Un blessé - Adolphe BADIN

Chapitre 1.

Cette nuit-là, le froid était épouvantable. Le ciel, sans lune, disparaissait entièrement derrière un brouillard épais, étouffant, qui semblait s'être abattu sur la grande ville comme un lourd manteau de deuil.

Le décor fantastique du Palais de Justice se dessinait vaguement de l'autre côté de la rivière, plus fantastique que jamais avec ses contours à demi effacés et la sombre masse de ses deux tours émergeant de l'ombre.

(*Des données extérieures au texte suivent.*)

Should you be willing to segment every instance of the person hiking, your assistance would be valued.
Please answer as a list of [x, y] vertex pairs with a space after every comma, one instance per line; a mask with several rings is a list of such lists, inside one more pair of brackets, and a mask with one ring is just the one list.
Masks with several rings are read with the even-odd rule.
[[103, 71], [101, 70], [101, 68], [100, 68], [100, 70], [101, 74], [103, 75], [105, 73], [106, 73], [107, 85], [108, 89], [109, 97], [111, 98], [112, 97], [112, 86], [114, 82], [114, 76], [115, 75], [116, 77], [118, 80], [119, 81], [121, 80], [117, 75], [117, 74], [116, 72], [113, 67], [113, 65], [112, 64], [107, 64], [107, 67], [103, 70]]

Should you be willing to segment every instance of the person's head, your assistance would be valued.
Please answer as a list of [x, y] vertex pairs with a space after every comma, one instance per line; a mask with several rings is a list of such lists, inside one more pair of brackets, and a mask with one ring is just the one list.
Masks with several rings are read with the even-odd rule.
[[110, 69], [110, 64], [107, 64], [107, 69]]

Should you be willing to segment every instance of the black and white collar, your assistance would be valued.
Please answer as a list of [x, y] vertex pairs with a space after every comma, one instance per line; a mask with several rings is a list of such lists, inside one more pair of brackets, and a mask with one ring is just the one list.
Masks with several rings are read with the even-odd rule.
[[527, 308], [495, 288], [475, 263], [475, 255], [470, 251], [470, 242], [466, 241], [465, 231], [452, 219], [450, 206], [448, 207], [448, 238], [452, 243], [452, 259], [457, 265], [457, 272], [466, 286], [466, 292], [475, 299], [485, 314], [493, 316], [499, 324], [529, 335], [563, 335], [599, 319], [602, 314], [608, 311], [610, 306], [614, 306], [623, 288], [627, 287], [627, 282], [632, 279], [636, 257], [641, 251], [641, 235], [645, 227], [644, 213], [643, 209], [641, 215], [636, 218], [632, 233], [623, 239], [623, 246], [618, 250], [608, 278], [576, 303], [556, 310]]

Au premier plan, à gauche, les flots noirâtres s'engouffraient avec fracas sous les arches du pont au Change.

Du quai de la Mégisserie, l'oreille percevait une sorte de brouhaha assourdi, où se confondaient mille bruits de nature diverse, piaffements de chevaux sur le pavé gras, roulements de voitures menées au pas, par intervalles quelque jurement étouffé ; et, dominant tout, absorbant tout, ce murmure vague d'une foule nombreuse qui se contient.

À mesure qu'on descendait vers la berge, on voyait peu à peu sortir du brouillard une longue file d'équipages de toute sorte, breaks, tapissières, fiacres de toute taille et de toute couleur, omnibus de chemin de fer, landaus de remise et jusqu'à des coupés de maître, le tout confondu et mêlé, avec le guidon blanc à croix rouge fiché sur le siège, ou accroché à la capote.

Emmitouflés dans de grands manteaux, le cache-nez rayé noir et blanc autour du cou, les gros gants de laine grise aux mains, la courte pipe de terre entre les lèvres, les cochers causaient entre eux ; quelques-uns, pour se réchauffer, se frappaient les flancs à tour de bras.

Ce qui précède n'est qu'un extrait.